Le comité unitaire Fium'Orbu a bien failli imploser le 28 août 1999.

le nationalisme corse repris par ses démons.
Le comité unitaire Fium'Orbu a bien failli imploser.
Par Franck JOHANNES  

Les militants en sont sortis accablés, à trois heures du matin, et 

ce n'était pas uniquement par la chaleur.

Le comité nationaliste du Fium'Orbu, qui regroupe treize des quatorze organisations nationalistes, a essuyé jeudi dans la nuit un très lourd revers politique, en dépit d'un communiqué passe-partout qui tente péniblement de donner le change.

L'Armata corsa, en tuant un petit voyou de Haute-Corse, a réussi à s'imposer dans la fragile réconciliation nationaliste (Libération du 24 août). François Santoni, l'ancien patron démissionnaire de la Cuncolta attend triomphalement qu'on lui fasse signe et le mouvement nationaliste semble plus que jamais retomber dans ses vieux démons.

Trois absents.

La réunion de jeudi était prévue de longue date.
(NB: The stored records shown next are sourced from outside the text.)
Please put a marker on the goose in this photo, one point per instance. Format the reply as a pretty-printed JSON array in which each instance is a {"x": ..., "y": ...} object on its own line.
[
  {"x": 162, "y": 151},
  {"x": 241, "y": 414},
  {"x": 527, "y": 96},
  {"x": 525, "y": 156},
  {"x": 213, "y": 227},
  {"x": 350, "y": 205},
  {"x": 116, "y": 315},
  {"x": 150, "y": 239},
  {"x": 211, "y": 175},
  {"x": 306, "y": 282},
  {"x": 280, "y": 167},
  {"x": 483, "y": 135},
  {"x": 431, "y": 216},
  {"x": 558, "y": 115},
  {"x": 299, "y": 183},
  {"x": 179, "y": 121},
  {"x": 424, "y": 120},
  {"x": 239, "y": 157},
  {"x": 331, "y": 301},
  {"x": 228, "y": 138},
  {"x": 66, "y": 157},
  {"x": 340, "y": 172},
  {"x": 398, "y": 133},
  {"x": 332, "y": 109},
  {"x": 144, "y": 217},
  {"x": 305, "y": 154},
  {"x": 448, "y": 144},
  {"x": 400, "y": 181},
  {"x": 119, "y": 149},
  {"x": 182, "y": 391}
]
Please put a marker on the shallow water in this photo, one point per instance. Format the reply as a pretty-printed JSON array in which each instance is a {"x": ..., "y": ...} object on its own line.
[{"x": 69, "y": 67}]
Le comité nationaliste du Fium'Orbu s'est créé en décembre 1998 à Migliacciaru, près de Ghisonaccia, en Haute-Corse, pour tenter de réconcilier la famille nationaliste qui s'entretuait depuis 1995.

Les mouvements sont nombreux mais groupusculaires: le nationalisme corse s'est toujours reproduit par scissiparité.

A Cuncolta Indipendentista, vitrine légale du FLNC Canal historique organisation majoritaire, pèse assez lourd, surtout depuis que sa coalition électorale, Corsica nazione, a obtenu huit élus en mars à l'assemblée de Corse.

Mais Corsica nazione s'est efforcée de tendre la main aux autres organisations, qui ont fini par se dire qu'il était possible de discuter.

«Des liens se sont renoués, on peut enfin tout mettre sur la table, explique le militant d'une organisation minoritaire, et c'était déjà un pas en avant énorme.»

Il manque cependant trois poids lourds dans le comité.

Alain Orsoni, parti courir l'aventure en Amérique latine mais dont le retour est annoncé pour le printemps, François Santoni et Jean-Michel Rossi qui ont démissionné avec fracas de la Cuncolta mais qui pèsent encore lourd l'un dans l'extrême Sud, l'autre à l'Ouest, en Balagne.

Or, une nouvelle organisation clandestine a vu le jour le 26 juin: l'Armata corsa, l'«armée corse», dont les positions semblent assez proches des amis de Santoni et Rossi.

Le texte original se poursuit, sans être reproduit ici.